Abstract
Copper (Cu) is an essential micronutrient for all living organisms as this metal is required as a cofactor for crucial enzymes. However, the excess of Cu is toxic. The main Cu-induced toxicity mechanisms in bacteria rely on (i) its high redox potential resulting in deleterious oxidative stress and (ii) the displacement of the iron cofactor in proteic iron-sulfur clusters. Consequently, bacteria have evolved various mechanisms to maintain proper intracellular Cu concentrations. One of the most interesting bacterial model systems to investigate a wide range of topics including Cu tolerance is the asymmetric alpha-proteobacterium Caulobacter crescentus. In the laboratory, it was previously demonstrated that C. crescentus is able to establish a rapid fight-or-flight response upon Cu stress. While the stalk cell fights Cu using detoxification and efflux mechanisms, the swarmer cell flees away from it via negative chemotaxis.To investigate novel mechanisms involved in C. crescentus Cu tolerance, 2 different approaches were applied: a Tn-based genetic screening and RNA-seq analysis. One of the best candidates that was found in both approaches is an operon consisting of 3 genes coding for a TonB-Dependent receptor (TBDR), a small RNA (R97), and a 2-oxoglutarate iron-dependent oxygenase (OxcT), respectively. While the characterization of the TBDR is ongoing in the lab, the roles of both R97 sRNA and OxcT oxygenase remain to be studied. Hence, we aimed to investigate the involvement of the product from these 2 genes in Cu tolerance. The R97 knock-out strain indicated that the R97 sRNA does not seem essential in Cu tolerance.

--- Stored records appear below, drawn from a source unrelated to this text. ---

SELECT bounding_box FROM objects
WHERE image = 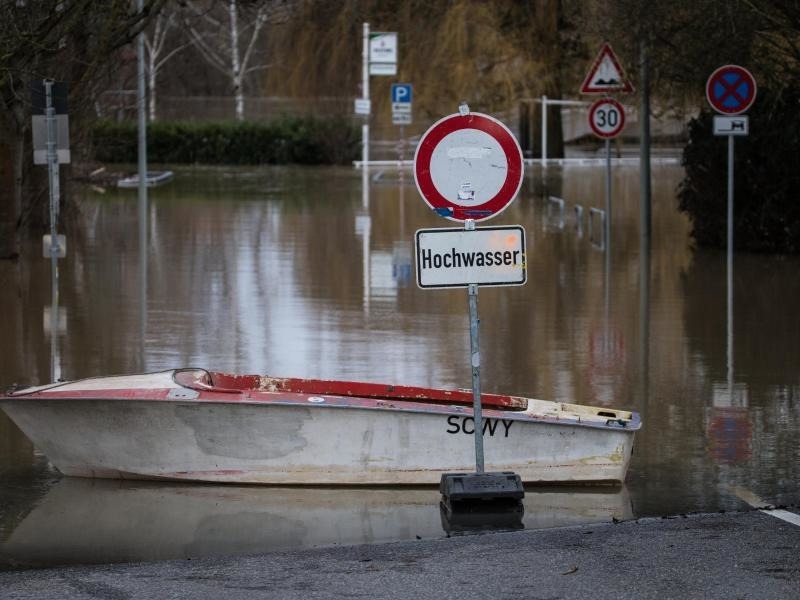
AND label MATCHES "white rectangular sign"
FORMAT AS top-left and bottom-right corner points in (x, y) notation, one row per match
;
(714, 115), (750, 135)
(355, 98), (372, 115)
(369, 63), (397, 75)
(369, 31), (397, 63)
(414, 225), (527, 288)
(369, 31), (397, 75)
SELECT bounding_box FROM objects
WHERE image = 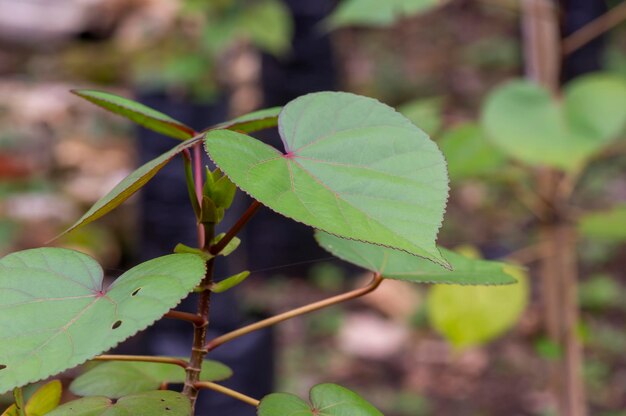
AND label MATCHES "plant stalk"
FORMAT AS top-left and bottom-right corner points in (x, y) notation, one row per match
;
(163, 310), (206, 326)
(92, 354), (189, 369)
(209, 200), (262, 256)
(195, 381), (261, 407)
(522, 0), (587, 416)
(205, 273), (383, 352)
(183, 143), (215, 416)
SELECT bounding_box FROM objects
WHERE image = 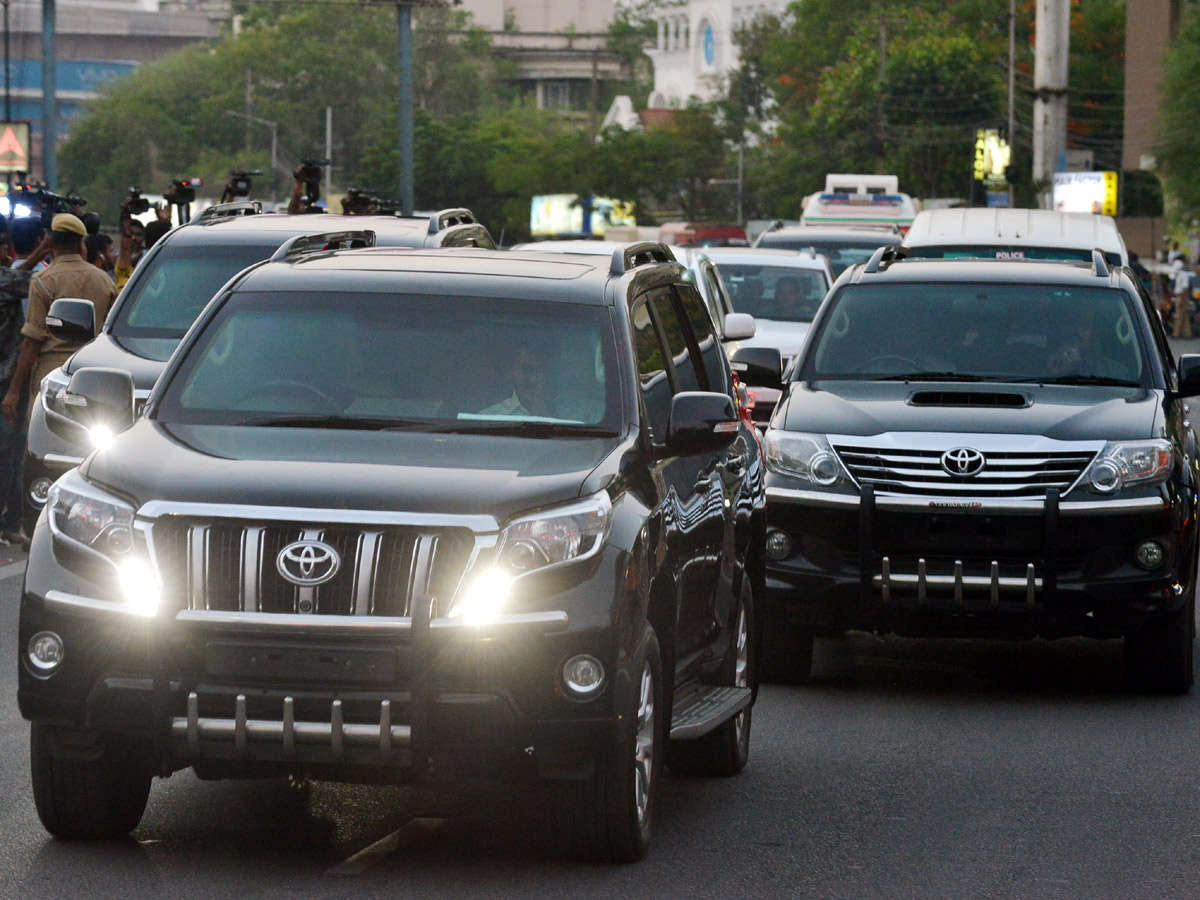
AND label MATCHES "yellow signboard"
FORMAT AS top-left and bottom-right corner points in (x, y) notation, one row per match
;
(0, 122), (29, 172)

Conversely, the deletion of oxcT gene induced an increased sensitivity of C. crescentus to Cu, indicating that OxcT protein is important for Cu tolerance. Therefore, the characterization of OxcT mechanism underlying Cu tolerance was initiated during this project. Secondary structure prediction of OxcT indicated the presence of a conserved double strands beta-helix (DSBH), while the Fe binding site consists of conserved residues: 2 histidines and 1 aspartic acid. The measurement of intracellular Cu concentration revealed a higher Cu concentration in the ΔoxcT mutant strain compared to the WT suggesting some cooperation of OxcT with a Cu efflux system. Finally, partner proteins of OxcT were identified using AP-MS and some interesting function hypotheses were addressed based on the best candidates.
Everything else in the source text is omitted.